Grammar question - Githubissues

sjhitchner commented 8 years ago

Been playing around with gocc and it's a great tool.

I have a few questions regarding how to set up the different lexical elements

I want to be able to parse out these items:

double quoted strings as string literals eg "hello world"
single quoted strings as string literals eg 'hello world'
bare strings that contain alphanumeric + '_' + '.' character as variables eg device.platform_type

I have the following lexical elements defined

_digit : '0'-'9' ;
_letter : 'a'-'z' | 'A'-'Z' ;
_alphanumeric : _letter | _digit ;
variable : _letter { _alphanumeric | '.' | '_' } ;
int_lit : _digit {_digit} ;
float_lit : _digit { '.' | _digit } ;
string_lit : '"' {.} '"' | '\'' {.} '\'';

This correctly parses double quoted strings but does not work for single quoted strings or bare strings.

What am I doing wrong?

Full grammar file for context

/* Lexical elements */
_digit : '0'-'9' ;
_letter : 'a'-'z' | 'A'-'Z' ;
_alphanumeric : _letter | _digit ;
variable : _letter { _alphanumeric | '.' | '_' } ;
int_lit : _digit {_digit} ;
float_lit : _digit { '.' | _digit } ;
string_lit : '"' {.} '"' | '\'' {.} '\'';
!whitespace : ' ' | '\t' | '\n' | '\r' ;

Expression : Expression "and" Expression      << ast.NewLogicalAnd($0, $2) >>
     | Expression "or" Expression             << ast.NewLogicalOr($0, $2) >>
     | "not" Expression                       << ast.NewNegation($1) >>
     | Term
     ;

Term : Factor ">" Factor                      << ast.NewComparisonGreaterThan($0, $2) >>
       | Factor ">=" Factor                   << ast.NewComparisonGreaterThanEquals($0, $2) >>
       | Factor "<" Factor                    << ast.NewComparisonLessThan($0, $2) >>
       | Factor "<=" Factor                   << ast.NewComparisonLessThanEquals($0, $2) >>
       | Factor "=" Factor                    << ast.NewComparisonEquals($0, $2) >>
       | Factor "==" Factor                   << ast.NewComparisonEquals($0, $2) >>
       | Factor "!=" Factor                   << ast.NewComparisonNotEquals($0, $2) >>
       | Factor "is not" Factor               << ast.NewComparisonIsNot($0, $2) >>
       | Factor "is" Factor                   << ast.NewComparisonIs($0, $2) >>
       | Factor "contains" Factor             << ast.NewComparisonContains($0, $2) >>
       | Factor "matches" Factor              << ast.NewMatches($0, $2) >>
       | Factor
       ;

Factor : int_lit                              << ast.NewLiteralInt($0) >>
       | float_lit                            << ast.NewLiteralFloat($0) >>
       | variable                             << ast.NewResolver($0) >>
       | string_lit                           << ast.NewLiteralString($0) >>  
       | "true"                               << ast.NewLiteralBool(true) >>
       | "false"                              << ast.NewLiteralBool(false) >>
       | "undefined"                          << nil, nil >>
       | "null"                               << nil, nil >>
       | "empty"                              << nil, nil >>
       | "(" Expression ")"                   << ast.NewClause($1) >>
       ;

(edited by @mewmew as the BNF grammar was otherwise distorted by Markdown formatting, resulting in panic: Error decoding rune. Lit: '', rune: 39, size1 from Gocc as '_' was replaced with '' using Markdown formatting)

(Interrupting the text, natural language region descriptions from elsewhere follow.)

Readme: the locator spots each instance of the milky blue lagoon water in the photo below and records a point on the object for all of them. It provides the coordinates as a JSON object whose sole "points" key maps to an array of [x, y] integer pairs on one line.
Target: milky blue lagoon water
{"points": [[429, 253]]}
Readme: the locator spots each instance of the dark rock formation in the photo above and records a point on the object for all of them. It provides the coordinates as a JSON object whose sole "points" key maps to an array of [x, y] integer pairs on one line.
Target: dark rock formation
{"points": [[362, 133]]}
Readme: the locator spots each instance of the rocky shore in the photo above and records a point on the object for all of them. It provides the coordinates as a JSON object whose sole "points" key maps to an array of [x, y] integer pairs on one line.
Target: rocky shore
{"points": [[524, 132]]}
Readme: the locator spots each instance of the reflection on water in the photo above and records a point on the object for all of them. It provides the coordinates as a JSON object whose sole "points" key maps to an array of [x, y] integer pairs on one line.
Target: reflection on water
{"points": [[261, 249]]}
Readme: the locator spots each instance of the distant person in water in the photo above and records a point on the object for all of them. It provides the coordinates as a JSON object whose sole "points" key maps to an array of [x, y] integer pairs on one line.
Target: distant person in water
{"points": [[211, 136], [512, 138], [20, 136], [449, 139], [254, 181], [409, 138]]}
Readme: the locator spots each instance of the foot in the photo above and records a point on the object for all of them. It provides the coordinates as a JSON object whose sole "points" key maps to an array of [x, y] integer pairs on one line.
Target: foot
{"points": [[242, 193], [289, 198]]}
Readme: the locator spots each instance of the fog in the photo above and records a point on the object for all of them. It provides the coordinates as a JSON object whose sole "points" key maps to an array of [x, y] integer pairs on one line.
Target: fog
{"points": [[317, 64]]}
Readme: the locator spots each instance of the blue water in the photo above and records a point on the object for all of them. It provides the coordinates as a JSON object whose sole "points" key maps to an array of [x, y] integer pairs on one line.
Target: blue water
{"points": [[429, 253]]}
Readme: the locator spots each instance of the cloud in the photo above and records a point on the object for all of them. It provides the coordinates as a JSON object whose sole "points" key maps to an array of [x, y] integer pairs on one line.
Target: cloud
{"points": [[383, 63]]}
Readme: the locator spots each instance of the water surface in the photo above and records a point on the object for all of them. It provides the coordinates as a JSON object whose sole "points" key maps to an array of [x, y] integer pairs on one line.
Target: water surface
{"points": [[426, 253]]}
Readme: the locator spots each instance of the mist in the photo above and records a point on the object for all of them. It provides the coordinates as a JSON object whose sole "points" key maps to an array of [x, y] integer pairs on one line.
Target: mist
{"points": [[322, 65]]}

mewmew commented 8 years ago

There doesn't look to be anything wrong with the lexical part of your grammar.

The following simplified grammar is capable of lexing double quoted string literals, single quoted string literals, and identifiers.

/* Lexical elements */
_digit : '0'-'9' ;
_letter : 'a'-'z' | 'A'-'Z' ;
_alphanumeric : _letter | _digit ;
variable : _letter { _alphanumeric | '.' | '_' } ;
int_lit : _digit {_digit} ;
float_lit : _digit { '.' | _digit } ;
string_lit : '"' {.} '"' | '\'' {.} '\'';
!whitespace : ' ' | '\t' | '\n' | '\r' ;

Factor
    : variable
    | string_lit
;

The following Go program (available at play.golang.org) was used to test the lexer and parser.

package main

import (
    "fmt"
    "log"
    "play/b/lexer"
    "play/b/parser"
)

func main() {
    inputs := []string{
        `"hello world"`,
        `'hello world'`,
        `hello_world`,
    }
    for _, input := range inputs {
        if err := parse(input); err != nil {
            log.Fatal(err)
        }

    }
}

func parse(input string) error {
    l := lexer.NewLexer([]byte(input))
    p := parser.NewParser()
    result, err := p.Parse(l)
    if err != nil {
        return err
    }
    fmt.Printf("%#v\n", result)
    return nil
}

The above program gives the following output for the simplifed BNF grammar.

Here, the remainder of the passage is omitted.